When we moved to the present Tabernacle, we moved the telephone with it, and it remained there until I left to Atlanta and moved to my pastorate in London, England. When I went to the pastorate of Christ Church, London, by the advice of the group of men associated with me, my Advisory Board and Staff, I turned the hospital over to the Baptists of Georgia, the Georgia Baptist State Convention. They assumed the obligation on the property, which was about $75,000.00 all told. We had capacity of about 100 beds, including ward beds.

Here is another incident which shows how things were brought to pass in those days: I had been preaching in London for two months, and the night before I was to leave, I was a guest in the home of a member of that church, who was one of the richest men of the land, the man who built the tunnel under the Alps and under the Andes. He was a big man. I spent the night in his home. I was to sail the next day.

We had no laundry in the hospital, and we needed a laundry; so I tried my best that night to engage him in talking about a laundry, or to get his mind on a laundry. The next morning when I had dressed and gone down to the library, he met me there, and said: "What do you need for that hospital you have over there?" (He had given us a lantern with pictures for the church. I have the slides now.) I said: "We need a laundry; I tried to get you to talk about a laundry last night, but you would not talk about it." He said, "How much would it take to put in a laundry?" I said, "Not less than $2,500.00." He said, "I am not going to give you $2,500.00 for that laundry." I said, "Well, don’t do it." Later in the morning, when I had gone back to my hotel, he gave me a check for $2,500.00. "This is not for the laundry," he said, "this is to pay for a home for you to live in." I said, "May I use it as I please?" "No," he said, "it is to pay for a home." Finally, however, he agreed that I could put it as a loan on a home, and spend it for a laundry to be put in the basement of the hospital.
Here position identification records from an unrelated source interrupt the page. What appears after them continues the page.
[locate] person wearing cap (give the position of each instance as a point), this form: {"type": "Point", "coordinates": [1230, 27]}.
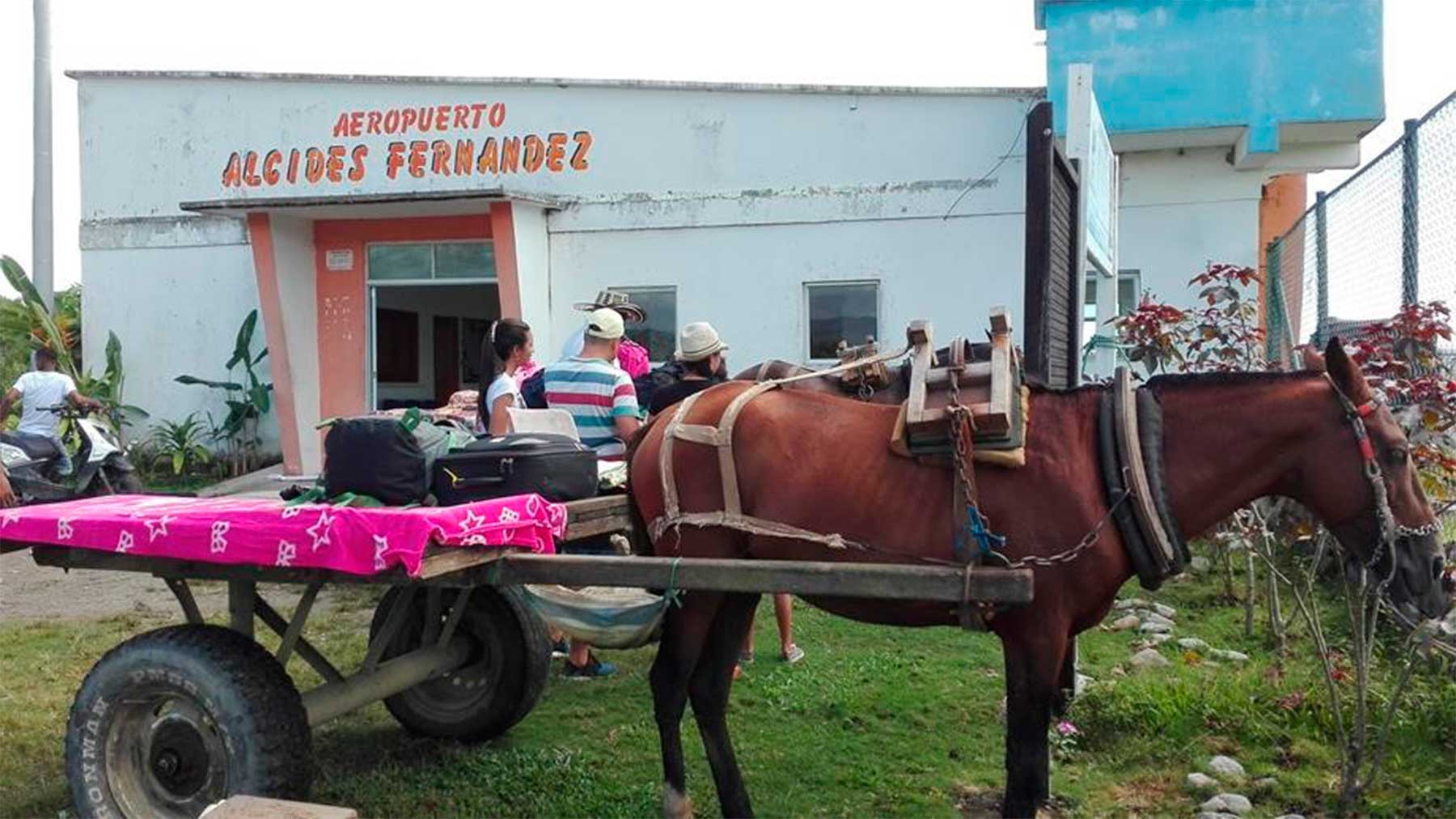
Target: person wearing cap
{"type": "Point", "coordinates": [602, 401]}
{"type": "Point", "coordinates": [700, 353]}
{"type": "Point", "coordinates": [633, 358]}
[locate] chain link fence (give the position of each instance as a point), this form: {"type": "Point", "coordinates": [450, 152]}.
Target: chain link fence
{"type": "Point", "coordinates": [1383, 238]}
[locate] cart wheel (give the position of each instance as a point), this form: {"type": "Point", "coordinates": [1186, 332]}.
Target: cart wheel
{"type": "Point", "coordinates": [176, 719]}
{"type": "Point", "coordinates": [495, 688]}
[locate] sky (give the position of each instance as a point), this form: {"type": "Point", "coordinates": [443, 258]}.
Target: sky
{"type": "Point", "coordinates": [971, 43]}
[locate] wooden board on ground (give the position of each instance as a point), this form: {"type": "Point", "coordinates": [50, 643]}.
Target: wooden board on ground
{"type": "Point", "coordinates": [260, 808]}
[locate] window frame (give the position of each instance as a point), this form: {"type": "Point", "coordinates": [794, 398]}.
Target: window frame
{"type": "Point", "coordinates": [808, 320]}
{"type": "Point", "coordinates": [633, 291]}
{"type": "Point", "coordinates": [433, 278]}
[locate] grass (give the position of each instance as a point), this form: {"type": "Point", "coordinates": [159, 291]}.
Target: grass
{"type": "Point", "coordinates": [874, 722]}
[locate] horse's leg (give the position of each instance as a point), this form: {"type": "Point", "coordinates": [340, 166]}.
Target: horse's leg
{"type": "Point", "coordinates": [1033, 671]}
{"type": "Point", "coordinates": [684, 633]}
{"type": "Point", "coordinates": [711, 684]}
{"type": "Point", "coordinates": [1066, 681]}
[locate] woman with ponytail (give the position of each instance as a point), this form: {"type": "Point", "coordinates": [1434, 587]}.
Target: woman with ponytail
{"type": "Point", "coordinates": [507, 346]}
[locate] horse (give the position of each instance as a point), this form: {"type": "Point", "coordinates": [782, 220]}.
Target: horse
{"type": "Point", "coordinates": [1228, 439]}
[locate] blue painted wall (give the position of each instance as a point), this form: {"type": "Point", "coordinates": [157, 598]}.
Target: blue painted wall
{"type": "Point", "coordinates": [1215, 63]}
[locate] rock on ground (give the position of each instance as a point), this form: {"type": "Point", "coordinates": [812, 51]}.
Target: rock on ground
{"type": "Point", "coordinates": [1226, 768]}
{"type": "Point", "coordinates": [1148, 658]}
{"type": "Point", "coordinates": [1123, 622]}
{"type": "Point", "coordinates": [1235, 804]}
{"type": "Point", "coordinates": [1201, 782]}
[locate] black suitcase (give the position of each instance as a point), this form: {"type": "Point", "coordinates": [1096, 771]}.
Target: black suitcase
{"type": "Point", "coordinates": [553, 467]}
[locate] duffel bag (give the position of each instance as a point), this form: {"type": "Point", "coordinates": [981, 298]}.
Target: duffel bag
{"type": "Point", "coordinates": [375, 456]}
{"type": "Point", "coordinates": [553, 467]}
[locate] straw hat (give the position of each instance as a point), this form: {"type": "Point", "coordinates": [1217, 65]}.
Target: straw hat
{"type": "Point", "coordinates": [618, 302]}
{"type": "Point", "coordinates": [604, 322]}
{"type": "Point", "coordinates": [698, 342]}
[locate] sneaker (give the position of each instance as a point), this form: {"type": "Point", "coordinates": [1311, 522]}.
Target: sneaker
{"type": "Point", "coordinates": [593, 669]}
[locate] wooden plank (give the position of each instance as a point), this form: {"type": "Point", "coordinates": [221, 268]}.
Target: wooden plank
{"type": "Point", "coordinates": [971, 375]}
{"type": "Point", "coordinates": [922, 358]}
{"type": "Point", "coordinates": [260, 808]}
{"type": "Point", "coordinates": [824, 579]}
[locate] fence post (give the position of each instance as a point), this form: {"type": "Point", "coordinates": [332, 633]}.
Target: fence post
{"type": "Point", "coordinates": [1410, 216]}
{"type": "Point", "coordinates": [1273, 315]}
{"type": "Point", "coordinates": [1321, 271]}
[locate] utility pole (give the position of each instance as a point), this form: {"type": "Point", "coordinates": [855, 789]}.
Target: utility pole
{"type": "Point", "coordinates": [43, 245]}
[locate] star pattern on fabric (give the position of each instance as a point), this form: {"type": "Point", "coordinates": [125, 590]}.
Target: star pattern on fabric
{"type": "Point", "coordinates": [472, 520]}
{"type": "Point", "coordinates": [320, 529]}
{"type": "Point", "coordinates": [380, 547]}
{"type": "Point", "coordinates": [218, 542]}
{"type": "Point", "coordinates": [158, 526]}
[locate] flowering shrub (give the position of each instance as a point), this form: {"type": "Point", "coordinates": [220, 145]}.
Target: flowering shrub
{"type": "Point", "coordinates": [1219, 336]}
{"type": "Point", "coordinates": [1063, 739]}
{"type": "Point", "coordinates": [1403, 363]}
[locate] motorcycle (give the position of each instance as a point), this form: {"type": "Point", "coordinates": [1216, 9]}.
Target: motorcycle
{"type": "Point", "coordinates": [99, 467]}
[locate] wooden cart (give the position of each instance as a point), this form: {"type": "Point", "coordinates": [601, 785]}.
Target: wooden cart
{"type": "Point", "coordinates": [180, 717]}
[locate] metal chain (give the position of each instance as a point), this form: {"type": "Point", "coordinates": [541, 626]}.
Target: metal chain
{"type": "Point", "coordinates": [1068, 555]}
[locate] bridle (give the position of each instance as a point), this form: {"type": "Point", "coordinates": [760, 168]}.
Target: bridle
{"type": "Point", "coordinates": [1390, 531]}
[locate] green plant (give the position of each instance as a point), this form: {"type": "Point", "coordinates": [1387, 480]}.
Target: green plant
{"type": "Point", "coordinates": [180, 443]}
{"type": "Point", "coordinates": [248, 398]}
{"type": "Point", "coordinates": [28, 324]}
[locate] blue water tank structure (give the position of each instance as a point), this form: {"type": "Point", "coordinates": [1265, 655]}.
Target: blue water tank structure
{"type": "Point", "coordinates": [1286, 85]}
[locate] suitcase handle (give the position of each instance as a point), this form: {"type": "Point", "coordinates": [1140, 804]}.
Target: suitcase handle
{"type": "Point", "coordinates": [507, 467]}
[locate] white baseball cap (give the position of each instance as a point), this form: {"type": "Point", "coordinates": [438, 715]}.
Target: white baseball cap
{"type": "Point", "coordinates": [606, 324]}
{"type": "Point", "coordinates": [698, 342]}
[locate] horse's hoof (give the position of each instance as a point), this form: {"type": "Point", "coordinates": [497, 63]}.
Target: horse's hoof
{"type": "Point", "coordinates": [676, 804]}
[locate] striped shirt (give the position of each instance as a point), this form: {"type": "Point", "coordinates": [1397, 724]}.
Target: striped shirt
{"type": "Point", "coordinates": [596, 393]}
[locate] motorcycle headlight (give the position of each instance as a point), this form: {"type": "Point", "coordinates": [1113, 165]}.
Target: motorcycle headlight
{"type": "Point", "coordinates": [12, 455]}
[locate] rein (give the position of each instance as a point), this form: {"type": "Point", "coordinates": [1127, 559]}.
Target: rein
{"type": "Point", "coordinates": [1385, 518]}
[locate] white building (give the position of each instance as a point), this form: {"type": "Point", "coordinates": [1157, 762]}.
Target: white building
{"type": "Point", "coordinates": [379, 223]}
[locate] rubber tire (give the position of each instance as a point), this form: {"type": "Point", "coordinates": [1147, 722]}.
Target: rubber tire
{"type": "Point", "coordinates": [513, 633]}
{"type": "Point", "coordinates": [240, 687]}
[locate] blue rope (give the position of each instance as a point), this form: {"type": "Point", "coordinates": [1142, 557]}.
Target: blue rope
{"type": "Point", "coordinates": [976, 529]}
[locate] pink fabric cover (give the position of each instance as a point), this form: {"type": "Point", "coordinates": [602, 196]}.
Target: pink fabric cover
{"type": "Point", "coordinates": [265, 533]}
{"type": "Point", "coordinates": [633, 359]}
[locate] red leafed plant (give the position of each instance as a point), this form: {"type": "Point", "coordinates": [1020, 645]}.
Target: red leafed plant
{"type": "Point", "coordinates": [1219, 336]}
{"type": "Point", "coordinates": [1403, 362]}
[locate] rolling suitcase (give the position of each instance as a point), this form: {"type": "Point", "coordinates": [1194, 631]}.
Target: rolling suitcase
{"type": "Point", "coordinates": [553, 467]}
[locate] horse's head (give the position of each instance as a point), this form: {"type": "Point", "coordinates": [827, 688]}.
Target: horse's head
{"type": "Point", "coordinates": [1368, 491]}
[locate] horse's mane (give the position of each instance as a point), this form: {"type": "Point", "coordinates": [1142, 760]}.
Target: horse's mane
{"type": "Point", "coordinates": [1193, 380]}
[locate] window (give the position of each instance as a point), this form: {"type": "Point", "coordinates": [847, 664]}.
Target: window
{"type": "Point", "coordinates": [396, 342]}
{"type": "Point", "coordinates": [842, 311]}
{"type": "Point", "coordinates": [1128, 292]}
{"type": "Point", "coordinates": [429, 261]}
{"type": "Point", "coordinates": [658, 333]}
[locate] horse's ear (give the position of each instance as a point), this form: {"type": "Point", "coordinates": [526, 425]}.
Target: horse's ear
{"type": "Point", "coordinates": [1344, 372]}
{"type": "Point", "coordinates": [1312, 360]}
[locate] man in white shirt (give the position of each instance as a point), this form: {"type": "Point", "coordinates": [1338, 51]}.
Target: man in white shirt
{"type": "Point", "coordinates": [36, 393]}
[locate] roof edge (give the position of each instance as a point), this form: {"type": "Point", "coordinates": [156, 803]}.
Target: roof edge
{"type": "Point", "coordinates": [562, 82]}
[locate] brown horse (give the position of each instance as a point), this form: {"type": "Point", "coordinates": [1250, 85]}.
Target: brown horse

I borrowed it from myself, and have never paid it back!

That is the history of the beginning of the Georgia Baptist Hospital. I suppose if I should gather up all the heart aches I have had over that place, and could liquefy them, I would have enough to fill a swimming pool.

As I said before, if you do not think it takes a lot of thought and money to conceive and start going a hospital, just try one.

During the time I was connected with this hospital, five of our nurses were sent to China. One of them died over there.

As part of their training, the nurses of the Tabernacle Infirmary were sent out into the homes of the city, that they might have experience in home nursing. They were sent to the homes of the poor people, and to the homes of the richest people, and thus they received a practical insight of life at its worst and at its best, which they could not have obtained in any other way, before they graduated. We required them to do that type of work, and it is still my conviction that it should be included in a nurse’s course of training.

When I relinquished my work here to leave Atlanta, the doctors gave me a breakfast at the Georgian Terrace hotel; and that was one time that all my ambitions and talents were stressed so strong that I fainted!

In conclusion, I want to say that when I was making and carrying out all these plans, Mrs. Broughton had her part in it.

Dr. Broughton's narrative comes from the collection of the Atlanta History Center.